D.13 Term. The term of this Addendum (the “Term”) shall be effective as of the Effective Date, and shall terminate when all of the PHI provided by Covered Entity to Outcomes, or created or received by Outcomes on behalf of Covered Entity, is destroyed or returned to Covered Entity. If it is infeasible to return or destroy any such PHI Outcomes agrees to extend the terms of this Addendum, and the protections afforded hereby, to such information, in accordance with the provisions in Section 15 of this Addendum.
D.14 Termination Upon Breach of Provisions Applicable to PHI. Any other provision of the Agreement notwithstanding, the Agreement and this Addendum may be terminated by either party (the “Non-Breaching Party”) upon 30 days written notice to the other party (the “Breaching Party”) in the event that the Breaching Party materially breaches any provision contained in this Addendum in any material respect and such breach is not cured within such 30-day period.
D.15 Return or Destruction of Health Information.
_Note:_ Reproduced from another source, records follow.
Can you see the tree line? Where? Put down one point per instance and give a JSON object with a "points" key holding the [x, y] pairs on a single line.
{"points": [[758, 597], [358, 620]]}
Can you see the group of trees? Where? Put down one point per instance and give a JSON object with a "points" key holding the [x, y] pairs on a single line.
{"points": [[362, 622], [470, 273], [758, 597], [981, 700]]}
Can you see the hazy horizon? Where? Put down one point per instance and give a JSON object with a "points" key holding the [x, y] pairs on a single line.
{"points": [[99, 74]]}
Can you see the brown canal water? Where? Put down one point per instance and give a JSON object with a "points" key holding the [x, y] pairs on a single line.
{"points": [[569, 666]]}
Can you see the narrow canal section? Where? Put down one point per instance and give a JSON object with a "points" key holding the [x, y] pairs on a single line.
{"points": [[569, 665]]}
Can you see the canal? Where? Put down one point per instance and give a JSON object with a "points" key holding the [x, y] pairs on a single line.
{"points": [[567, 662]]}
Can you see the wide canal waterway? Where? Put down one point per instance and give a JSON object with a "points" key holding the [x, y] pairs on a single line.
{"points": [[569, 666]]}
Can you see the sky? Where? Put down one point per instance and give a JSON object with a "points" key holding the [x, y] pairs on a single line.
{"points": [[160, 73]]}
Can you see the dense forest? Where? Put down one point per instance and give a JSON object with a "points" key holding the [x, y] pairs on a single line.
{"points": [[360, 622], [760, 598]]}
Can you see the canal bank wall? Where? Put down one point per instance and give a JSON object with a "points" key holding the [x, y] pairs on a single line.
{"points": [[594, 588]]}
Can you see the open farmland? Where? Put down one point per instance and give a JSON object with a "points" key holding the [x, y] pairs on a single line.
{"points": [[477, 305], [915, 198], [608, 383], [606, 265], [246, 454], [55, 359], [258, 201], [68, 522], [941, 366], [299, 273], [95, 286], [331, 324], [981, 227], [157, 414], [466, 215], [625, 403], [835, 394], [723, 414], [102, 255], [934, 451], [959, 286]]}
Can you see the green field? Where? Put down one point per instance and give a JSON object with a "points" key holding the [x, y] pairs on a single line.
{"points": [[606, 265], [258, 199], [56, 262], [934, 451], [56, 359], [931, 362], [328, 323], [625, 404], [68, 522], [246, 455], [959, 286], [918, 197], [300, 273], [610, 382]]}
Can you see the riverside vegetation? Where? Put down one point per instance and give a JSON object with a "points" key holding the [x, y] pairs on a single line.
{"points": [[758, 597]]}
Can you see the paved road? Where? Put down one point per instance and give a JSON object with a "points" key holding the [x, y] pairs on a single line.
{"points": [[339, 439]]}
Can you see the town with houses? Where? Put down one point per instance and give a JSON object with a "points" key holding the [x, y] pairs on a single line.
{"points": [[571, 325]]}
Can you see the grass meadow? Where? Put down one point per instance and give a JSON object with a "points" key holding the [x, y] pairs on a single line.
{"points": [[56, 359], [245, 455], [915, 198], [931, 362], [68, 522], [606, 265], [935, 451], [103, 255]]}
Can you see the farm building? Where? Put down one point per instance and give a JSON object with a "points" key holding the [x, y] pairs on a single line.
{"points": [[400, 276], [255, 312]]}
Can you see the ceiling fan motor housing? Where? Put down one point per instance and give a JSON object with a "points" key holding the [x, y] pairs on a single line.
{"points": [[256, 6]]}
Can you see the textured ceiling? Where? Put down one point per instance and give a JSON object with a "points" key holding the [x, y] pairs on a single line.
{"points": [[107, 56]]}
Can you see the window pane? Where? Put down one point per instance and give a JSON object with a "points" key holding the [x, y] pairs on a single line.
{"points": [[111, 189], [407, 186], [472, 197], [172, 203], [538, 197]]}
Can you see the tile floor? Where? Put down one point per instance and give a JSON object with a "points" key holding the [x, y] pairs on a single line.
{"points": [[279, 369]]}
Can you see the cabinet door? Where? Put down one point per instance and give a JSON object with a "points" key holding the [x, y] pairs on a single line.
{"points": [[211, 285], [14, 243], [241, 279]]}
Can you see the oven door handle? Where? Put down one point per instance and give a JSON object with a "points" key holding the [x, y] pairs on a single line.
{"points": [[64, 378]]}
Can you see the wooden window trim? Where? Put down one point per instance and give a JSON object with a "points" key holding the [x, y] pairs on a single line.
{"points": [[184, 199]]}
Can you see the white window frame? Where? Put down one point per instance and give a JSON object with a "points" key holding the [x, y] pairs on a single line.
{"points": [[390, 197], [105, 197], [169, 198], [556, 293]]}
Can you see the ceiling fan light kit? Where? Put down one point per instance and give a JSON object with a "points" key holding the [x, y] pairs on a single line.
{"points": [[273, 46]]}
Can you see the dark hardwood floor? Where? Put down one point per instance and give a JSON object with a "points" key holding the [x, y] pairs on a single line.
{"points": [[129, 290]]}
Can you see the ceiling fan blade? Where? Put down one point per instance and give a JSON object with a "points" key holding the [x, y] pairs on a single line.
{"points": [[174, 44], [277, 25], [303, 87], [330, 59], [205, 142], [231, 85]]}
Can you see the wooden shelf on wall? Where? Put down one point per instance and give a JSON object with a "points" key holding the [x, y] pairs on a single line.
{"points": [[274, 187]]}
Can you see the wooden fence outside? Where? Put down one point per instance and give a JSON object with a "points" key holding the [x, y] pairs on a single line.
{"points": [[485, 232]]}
Upon termination of this Addendum, for any reason, Outcomes shall return or destroy all PHI received from Covered Entity or created or received by Outcomes on behalf of Covered Entity and which Outcomes still maintains in any form. This provision shall apply to all such PHI in the possession of Subcontractors or agents of Outcomes. Notwithstanding the forgoing, if Outcomes determines that returning or destroying such PHI is infeasible, then Outcomes shall provide to Covered Entity notification of the conditions that make return or destruction infeasible, which may include without limitation, the need for Outcomes to retain such information for purposes of audits by by the Centers for Medicare and Medicaid Services (CMS). Upon mutual agreement that return or destruction of PHI is infeasible, such agreement not to be unreasonably
CORP TEMPLATE (2017/02)
withheld, Outcomes shall extend the protections of this Addendum to such PHI and limit further uses and disclosures of such PHI to those purposes that make the return or destruction infeasible, for so long Outcomes maintains such PHI.
D.16 HIPAA Amendments. The parties acknowledge and agree that the Health Information Technology for Economic and Clinical Health Act and its implementing regulations impose requirements with respect to privacy, security and breach notification applicable to Business Associates (collectively, the “HITECH BA Provisions”). The HITECH BA Provisions and any other future amendments to HIPAA affecting Business Associate agreements are hereby incorporated by reference into this Addendum as if set forth in this Addendum in their entirety, effective on the later of the Effective Date of this Addendum or such subsequent date as may be specified by HIPAA.
D.17 No Third Party Beneficiaries. The parties have not created and do not intend to create by this Addendum any third party rights, including, but not limited to, third party rights for patients.
D.18 Interpretation. Any ambiguity in this Addendum shall be resolved in favor of a meaning that permits Covered Entity and Outcomes to comply with the HIPAA.
IN WITNESS WHEREOF, the parties hereto have caused this Agreement to be executed by their authorized representatives as of the Effective Date.